Of the five movies I've reviewed here, the aptly named STAMPEDE just thunders past any epistemological context, and fairly runs over the viewer with action, action, action. Probably insiders who know the OP universe inside-out will have no objections. But even though I'm reasonably well grounded in the OP cosmos-- having read 78 tankobon collections of this wack-a-doodle manga-- I found that so much concentration on action left me enervated.

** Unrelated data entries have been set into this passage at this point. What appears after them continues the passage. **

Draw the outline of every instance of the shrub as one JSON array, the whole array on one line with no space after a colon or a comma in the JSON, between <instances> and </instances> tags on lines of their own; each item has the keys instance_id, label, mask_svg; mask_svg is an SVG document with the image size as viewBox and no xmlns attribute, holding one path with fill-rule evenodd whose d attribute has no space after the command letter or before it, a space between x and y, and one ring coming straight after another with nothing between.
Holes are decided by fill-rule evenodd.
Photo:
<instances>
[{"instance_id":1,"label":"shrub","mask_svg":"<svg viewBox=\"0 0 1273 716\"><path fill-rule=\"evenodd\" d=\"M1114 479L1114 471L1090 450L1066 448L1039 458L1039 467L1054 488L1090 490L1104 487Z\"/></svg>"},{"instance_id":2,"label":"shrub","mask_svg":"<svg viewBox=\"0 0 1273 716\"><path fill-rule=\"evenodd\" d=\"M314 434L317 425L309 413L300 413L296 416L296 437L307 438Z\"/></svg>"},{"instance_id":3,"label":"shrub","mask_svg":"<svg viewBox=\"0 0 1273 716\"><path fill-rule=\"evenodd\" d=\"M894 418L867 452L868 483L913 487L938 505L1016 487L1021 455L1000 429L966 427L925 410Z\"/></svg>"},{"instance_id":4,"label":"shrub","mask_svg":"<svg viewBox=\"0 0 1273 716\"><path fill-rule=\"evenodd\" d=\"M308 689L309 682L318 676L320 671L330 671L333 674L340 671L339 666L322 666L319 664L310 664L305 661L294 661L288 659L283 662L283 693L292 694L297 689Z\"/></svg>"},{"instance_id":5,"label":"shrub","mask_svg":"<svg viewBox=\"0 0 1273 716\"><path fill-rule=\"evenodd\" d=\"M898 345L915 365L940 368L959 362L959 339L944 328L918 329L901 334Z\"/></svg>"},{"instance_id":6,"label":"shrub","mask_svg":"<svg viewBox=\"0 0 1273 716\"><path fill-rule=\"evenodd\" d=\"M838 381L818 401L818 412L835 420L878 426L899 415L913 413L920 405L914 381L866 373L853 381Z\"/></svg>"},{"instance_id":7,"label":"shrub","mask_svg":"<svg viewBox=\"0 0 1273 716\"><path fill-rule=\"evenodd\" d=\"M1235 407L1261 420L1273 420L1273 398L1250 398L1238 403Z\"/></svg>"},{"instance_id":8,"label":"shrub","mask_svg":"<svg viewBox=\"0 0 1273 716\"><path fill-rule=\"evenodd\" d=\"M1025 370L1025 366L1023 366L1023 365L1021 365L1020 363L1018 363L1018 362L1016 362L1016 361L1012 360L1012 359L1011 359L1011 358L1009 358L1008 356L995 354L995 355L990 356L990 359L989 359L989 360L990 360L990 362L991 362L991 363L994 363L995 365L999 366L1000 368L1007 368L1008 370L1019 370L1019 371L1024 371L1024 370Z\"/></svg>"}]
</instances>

The setup is that the Straw Hats attend the planet's first "Pirate Fest," on a remote island supposedly shielded from the World Navy. Though a lot of the other pirates seem to have been designed (poorly) for this cartoon movie, a fair number of characters from earlier manga-storylines pop up here.  Some are rogues who challenged Luffy and company in the past, like Buggy the Clown and Crocodile, while others are loosely affiliated with the law, like Smoker and Boa Hancock. But none of them get any introductions, so you'd better bring your own scorecard.



The festival is quickly broken up by the Navy, when someone finks to them, and by the Menace of the Day: a colossus named Douglas Bullet. He may deserve the distinction of ONE PIECE's worst villain, being just another sorehead with a grudge who tapped into some ultimate power, which nevertheless can be surpassed by the incredible tenacity of Monkey D. Luffy.

Aside from the mostly forgettable crossovers, STAMPEDE has one other small distinction. The organizing premise of ONE PIECE is that prior to the start of the Grand Pirate Era, a superb pirate left behind a hidden treasure, "One Piece," before he was executed. However, though the allure of the treasure supposedly spurs the multifarious pirates to seek it out, One Piece is never the actual subject of a plot in the 78 volumes I've read. STAMPEDE does depart from that tendency in that the prize of Pirate Fest is a device that can guide one to the desired goal. But since such a contingency could interfere with the continuity of the still-ongoing manga series, the device is naturally disposed of.